How can we pray and give thanks to God while forgetting the impact of our lifestyles on the rest of Creation? Parenthetically here, David Suzuki reminds us of Pluto’s curse; and the similarity of myths of the underworld from many cultures suggests that we have always known that it was unnatural and dangerous to go underground. Now we know experientially that most things extracted from below ground, gold to oil, coal, uranium, gas - are directly or indirectly poisonous to us and other life forms. They poison crops, destroy children’s immune and endocrine systems, and give us wasting diseases. So we must ask, are we living our Testimony of Integrity?

Louis Cox says (BeFriending Creation, May-June 2006) “We don’t know where we are, we don’t know what time it is, and we have forgotten who we are.” Perhaps a response lies in the words of Chickasaw author Linda Hogan, who has written (in “Dwellings”), “Caretaking is the utmost spiritual and physical responsibility of our time, and perhaps that stewardship is finally our place in the web of life, our work, the solution to who we are.”

We need to commit ourselves to radically changed lives, recognizing the costly implications, yet also knowing the joy, reverence and deep love of God that inspires us. Spirit-filled lives that see every form of life as an expression of universal love enable us to move forward confidently, in faith and in hope.

Yes, hope, in spite of all we know. Elizabeth Watson said we must dwell in possibility, believing that adventuring together into the new world being born we can save this planet for our grandchildren’s grandchildren. We are, after all, part of a continuous field of loving consciousness, co-extensive with the plenum full of limitless possibilities.

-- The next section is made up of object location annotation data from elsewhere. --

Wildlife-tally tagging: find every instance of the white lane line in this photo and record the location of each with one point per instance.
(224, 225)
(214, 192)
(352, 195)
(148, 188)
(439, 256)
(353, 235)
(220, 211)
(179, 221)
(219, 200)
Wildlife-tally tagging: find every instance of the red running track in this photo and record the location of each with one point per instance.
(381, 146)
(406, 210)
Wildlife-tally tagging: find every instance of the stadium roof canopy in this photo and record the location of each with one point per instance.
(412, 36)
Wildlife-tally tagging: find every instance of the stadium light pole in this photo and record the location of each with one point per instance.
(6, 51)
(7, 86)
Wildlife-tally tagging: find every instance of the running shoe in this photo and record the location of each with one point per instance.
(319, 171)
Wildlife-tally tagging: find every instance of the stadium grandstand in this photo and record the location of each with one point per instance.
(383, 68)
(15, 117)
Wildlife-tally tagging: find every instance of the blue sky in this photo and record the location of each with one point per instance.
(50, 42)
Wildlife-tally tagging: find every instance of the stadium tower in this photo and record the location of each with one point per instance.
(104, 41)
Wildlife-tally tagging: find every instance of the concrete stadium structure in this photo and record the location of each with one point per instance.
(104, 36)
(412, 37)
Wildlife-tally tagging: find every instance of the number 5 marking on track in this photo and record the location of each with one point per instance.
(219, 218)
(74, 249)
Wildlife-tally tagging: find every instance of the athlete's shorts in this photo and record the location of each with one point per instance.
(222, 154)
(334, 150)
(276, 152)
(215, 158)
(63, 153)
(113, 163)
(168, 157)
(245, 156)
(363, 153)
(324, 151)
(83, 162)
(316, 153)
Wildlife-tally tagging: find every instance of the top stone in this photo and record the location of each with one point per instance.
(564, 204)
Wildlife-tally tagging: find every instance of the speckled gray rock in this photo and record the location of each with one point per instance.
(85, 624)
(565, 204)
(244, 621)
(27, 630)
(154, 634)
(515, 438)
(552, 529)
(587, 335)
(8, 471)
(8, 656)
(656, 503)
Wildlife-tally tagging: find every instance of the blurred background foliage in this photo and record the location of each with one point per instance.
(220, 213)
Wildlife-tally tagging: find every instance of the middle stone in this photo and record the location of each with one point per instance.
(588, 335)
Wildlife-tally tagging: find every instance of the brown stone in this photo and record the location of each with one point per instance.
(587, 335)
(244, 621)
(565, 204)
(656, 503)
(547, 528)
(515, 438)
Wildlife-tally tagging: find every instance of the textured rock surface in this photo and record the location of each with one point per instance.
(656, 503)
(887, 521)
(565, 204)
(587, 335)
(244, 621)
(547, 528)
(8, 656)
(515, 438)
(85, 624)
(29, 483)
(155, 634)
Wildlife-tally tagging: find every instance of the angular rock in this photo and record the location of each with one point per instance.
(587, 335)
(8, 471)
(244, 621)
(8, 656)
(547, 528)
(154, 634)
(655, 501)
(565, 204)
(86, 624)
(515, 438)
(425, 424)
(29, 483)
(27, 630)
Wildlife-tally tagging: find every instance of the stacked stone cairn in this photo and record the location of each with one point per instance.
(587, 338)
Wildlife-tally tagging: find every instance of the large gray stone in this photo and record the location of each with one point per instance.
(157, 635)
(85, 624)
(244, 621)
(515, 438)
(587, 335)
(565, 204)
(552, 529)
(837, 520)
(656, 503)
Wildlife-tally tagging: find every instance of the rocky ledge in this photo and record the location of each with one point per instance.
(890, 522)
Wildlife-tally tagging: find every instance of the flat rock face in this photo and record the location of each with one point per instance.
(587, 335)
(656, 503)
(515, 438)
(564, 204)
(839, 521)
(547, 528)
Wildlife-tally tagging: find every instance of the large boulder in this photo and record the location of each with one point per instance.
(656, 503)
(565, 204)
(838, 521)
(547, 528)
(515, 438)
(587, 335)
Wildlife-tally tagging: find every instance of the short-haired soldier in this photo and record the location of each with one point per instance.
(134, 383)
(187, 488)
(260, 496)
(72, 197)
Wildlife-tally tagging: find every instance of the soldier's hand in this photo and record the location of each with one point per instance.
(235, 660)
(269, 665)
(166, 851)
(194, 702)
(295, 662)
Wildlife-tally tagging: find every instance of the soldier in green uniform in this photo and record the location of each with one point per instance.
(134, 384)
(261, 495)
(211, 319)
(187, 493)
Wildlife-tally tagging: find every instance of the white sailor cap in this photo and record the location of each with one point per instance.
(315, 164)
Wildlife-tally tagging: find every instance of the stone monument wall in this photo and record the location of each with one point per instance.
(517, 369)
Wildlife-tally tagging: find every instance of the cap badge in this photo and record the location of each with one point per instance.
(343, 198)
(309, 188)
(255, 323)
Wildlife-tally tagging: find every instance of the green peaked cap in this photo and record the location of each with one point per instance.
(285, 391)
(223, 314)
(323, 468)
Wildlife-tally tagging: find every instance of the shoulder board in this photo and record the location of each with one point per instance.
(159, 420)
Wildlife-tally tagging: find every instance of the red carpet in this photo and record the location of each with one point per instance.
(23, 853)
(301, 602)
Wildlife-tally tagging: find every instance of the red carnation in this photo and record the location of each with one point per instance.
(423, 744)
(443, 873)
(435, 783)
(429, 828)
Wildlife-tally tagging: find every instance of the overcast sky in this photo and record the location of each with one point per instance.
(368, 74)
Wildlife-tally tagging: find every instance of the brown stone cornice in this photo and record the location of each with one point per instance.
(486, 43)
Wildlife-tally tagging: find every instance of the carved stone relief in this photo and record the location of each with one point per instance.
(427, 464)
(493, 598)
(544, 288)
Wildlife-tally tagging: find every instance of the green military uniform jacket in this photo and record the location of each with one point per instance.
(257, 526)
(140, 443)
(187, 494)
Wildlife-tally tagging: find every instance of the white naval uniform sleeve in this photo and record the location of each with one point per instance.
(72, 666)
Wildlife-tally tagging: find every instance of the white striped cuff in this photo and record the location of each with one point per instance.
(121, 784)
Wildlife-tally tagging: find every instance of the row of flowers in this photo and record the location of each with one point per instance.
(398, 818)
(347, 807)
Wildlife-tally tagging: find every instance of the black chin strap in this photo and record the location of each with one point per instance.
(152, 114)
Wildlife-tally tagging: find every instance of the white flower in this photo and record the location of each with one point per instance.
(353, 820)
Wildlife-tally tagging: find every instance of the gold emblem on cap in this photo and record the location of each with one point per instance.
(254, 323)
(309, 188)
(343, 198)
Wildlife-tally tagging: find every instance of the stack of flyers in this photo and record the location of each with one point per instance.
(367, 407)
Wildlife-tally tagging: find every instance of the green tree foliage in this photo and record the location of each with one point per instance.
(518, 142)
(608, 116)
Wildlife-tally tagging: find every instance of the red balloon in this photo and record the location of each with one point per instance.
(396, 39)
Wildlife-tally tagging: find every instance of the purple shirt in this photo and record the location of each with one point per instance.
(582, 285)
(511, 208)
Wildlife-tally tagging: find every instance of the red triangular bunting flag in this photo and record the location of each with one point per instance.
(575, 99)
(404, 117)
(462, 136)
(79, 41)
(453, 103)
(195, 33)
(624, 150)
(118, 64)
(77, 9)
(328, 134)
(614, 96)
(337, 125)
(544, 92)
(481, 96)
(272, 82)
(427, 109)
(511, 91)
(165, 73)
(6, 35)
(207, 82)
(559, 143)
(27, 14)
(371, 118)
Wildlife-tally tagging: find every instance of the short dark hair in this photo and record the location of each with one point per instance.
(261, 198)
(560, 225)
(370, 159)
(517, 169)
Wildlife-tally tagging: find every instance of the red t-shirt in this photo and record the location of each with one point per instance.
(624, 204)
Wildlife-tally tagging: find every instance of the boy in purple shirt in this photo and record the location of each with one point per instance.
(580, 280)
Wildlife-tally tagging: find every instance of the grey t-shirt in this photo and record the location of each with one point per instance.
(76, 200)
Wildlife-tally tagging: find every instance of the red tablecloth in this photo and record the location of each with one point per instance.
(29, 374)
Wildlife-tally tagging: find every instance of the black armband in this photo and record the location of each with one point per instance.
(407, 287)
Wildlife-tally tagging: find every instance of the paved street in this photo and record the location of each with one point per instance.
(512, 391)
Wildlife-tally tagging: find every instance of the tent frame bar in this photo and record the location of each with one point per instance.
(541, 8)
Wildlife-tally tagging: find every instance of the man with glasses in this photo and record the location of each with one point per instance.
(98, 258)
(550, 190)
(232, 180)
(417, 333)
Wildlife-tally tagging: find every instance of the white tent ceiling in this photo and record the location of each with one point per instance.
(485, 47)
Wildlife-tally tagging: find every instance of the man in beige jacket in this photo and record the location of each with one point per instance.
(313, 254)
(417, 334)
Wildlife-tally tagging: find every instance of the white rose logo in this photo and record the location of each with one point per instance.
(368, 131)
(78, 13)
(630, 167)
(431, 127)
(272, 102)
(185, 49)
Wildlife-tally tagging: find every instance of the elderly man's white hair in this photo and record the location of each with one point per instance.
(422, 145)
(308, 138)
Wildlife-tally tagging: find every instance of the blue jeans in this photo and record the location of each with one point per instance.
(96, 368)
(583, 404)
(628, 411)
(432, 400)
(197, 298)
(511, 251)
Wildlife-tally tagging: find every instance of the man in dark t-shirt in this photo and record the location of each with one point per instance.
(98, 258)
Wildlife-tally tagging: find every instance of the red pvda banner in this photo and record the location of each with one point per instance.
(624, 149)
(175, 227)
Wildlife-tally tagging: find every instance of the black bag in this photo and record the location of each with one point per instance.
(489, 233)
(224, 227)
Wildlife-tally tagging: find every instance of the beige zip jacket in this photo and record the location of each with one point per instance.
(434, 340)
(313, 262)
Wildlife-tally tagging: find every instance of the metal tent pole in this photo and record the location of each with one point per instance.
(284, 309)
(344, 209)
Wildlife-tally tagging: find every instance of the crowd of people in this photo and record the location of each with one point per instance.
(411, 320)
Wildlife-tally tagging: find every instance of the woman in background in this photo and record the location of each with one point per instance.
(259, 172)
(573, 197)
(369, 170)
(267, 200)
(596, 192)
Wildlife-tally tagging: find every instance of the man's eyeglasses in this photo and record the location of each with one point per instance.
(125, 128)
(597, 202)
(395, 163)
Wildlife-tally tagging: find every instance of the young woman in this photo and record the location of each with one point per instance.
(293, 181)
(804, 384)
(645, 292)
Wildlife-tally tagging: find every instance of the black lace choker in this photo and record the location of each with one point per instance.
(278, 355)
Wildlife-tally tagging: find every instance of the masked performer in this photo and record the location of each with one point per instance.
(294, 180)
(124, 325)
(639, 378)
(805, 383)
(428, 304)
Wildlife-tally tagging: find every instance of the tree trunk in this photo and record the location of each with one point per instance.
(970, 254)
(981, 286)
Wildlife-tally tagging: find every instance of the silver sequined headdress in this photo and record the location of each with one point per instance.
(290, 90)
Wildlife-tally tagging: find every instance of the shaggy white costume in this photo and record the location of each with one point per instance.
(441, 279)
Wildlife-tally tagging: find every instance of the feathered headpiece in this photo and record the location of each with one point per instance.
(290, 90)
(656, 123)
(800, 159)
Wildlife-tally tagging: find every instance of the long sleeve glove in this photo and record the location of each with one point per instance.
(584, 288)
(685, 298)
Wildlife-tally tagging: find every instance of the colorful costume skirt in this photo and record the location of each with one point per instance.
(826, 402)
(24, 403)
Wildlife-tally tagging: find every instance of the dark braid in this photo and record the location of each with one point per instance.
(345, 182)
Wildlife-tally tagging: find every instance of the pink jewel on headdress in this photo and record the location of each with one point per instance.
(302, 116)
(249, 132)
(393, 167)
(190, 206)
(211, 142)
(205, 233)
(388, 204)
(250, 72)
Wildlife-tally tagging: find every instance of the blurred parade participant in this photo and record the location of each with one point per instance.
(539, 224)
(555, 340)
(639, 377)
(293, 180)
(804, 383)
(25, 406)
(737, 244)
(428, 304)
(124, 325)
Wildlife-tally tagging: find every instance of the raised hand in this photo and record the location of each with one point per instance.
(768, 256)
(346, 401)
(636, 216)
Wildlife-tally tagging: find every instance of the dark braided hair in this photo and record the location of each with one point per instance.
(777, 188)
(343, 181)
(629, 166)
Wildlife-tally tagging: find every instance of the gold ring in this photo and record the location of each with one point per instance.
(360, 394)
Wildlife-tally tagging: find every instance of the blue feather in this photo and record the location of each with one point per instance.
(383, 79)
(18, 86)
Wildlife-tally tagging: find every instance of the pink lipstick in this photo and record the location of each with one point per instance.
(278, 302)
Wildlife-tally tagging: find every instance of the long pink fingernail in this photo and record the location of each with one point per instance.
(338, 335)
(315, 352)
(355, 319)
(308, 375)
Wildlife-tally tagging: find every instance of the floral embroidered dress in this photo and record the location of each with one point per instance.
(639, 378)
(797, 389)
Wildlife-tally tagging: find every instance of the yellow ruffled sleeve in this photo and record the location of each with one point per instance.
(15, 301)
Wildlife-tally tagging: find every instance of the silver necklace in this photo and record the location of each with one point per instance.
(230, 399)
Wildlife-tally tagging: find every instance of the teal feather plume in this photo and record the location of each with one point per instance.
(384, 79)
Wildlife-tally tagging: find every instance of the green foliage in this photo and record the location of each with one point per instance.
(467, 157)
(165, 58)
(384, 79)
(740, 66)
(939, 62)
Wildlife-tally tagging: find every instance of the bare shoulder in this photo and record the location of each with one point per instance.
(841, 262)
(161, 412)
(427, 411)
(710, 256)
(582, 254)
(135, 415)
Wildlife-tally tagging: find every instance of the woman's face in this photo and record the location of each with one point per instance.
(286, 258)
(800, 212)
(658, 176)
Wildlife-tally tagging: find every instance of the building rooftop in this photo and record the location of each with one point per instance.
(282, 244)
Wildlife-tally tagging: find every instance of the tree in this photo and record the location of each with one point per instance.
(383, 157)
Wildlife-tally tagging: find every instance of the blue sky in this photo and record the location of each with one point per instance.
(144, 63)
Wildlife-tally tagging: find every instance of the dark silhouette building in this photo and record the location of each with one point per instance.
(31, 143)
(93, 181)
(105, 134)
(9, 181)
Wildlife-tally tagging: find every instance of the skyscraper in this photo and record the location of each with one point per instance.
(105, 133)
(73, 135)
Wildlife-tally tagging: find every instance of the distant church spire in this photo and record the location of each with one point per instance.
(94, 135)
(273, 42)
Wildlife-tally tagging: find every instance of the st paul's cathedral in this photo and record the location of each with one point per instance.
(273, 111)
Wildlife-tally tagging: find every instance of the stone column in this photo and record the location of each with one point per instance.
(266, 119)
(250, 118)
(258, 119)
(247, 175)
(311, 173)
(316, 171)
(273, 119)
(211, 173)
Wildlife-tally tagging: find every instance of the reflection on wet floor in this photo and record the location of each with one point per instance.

A new culture is emerging globally, says Mark Cummings, a culture of connecting with each other and the Earth in sustainability, a new planetary culture based on a primary allegiance to the web of life, the planet and the universe. Paul Hawkin, quoted by David Suzuki, says, “Never before in history have independent groups from all around the world derived frameworks of knowledge that are so utterly consonant and in agreement. It is not that they are the same; it is that they do not conflict. This has never happened in politics, in religion, in psychology, - not ever.” Suzuki adds that once 10-15 percent of a human population actively embraces new ideas, the world culture can change rapidly and radically. Rosemary Radford Reuther in “Gaia and God” says, “What we need is neither optimism nor pessimism ... but committed love.”

Joanna Macy calls this the time of the Great Turning, as people around the world are realizing that we can meet our needs without destroying our world. It is happening now!

In this fraction of space-time in which we live, there seems to me no doubt that it is of love that our spirits are made. And so it is that we are designed to be channels for the cosmic, the divine Love, to give it forth as it is constantly poured into our lives. To open ourselves to the wonder, the beauty and the marvelous interrelationships of this Earth on which we are nurtured is to know joy and fulfillment. It is to give purpose and endless treasure to our lives.

I will close with some words from Michael Dowd’s “Earthspirit.” He says, “As we pick up our cross to follow Jesus, let us learn from those who plant dates. A date tree takes 80 years from the time it is planted to bear its first fruit. To plant a date tree is an act of faith, a sign of hope, and a symbol of one’s loving commitment to the future ... Brazilian theologian Ruben Alves saw this clearly when he said... ‘Let us plant dates, even though we who plant them will never eat them...We must live by the love of what we will never see.’”

So Friends, let us see where Love calls us to plant dates. And let us live in communion with all Life Spirit, knowing that wherever we are, we are walking on holy ground.

A Quaker memorial and celebration of Doris Ferm’s life will be hosted by the Bellingham Friends Meeting at 3 P.M. on June 16 at the First Congregational Church, 2401 Cornwall Avenue. A legacy book may be viewed and signed at www.farewelltributes.com.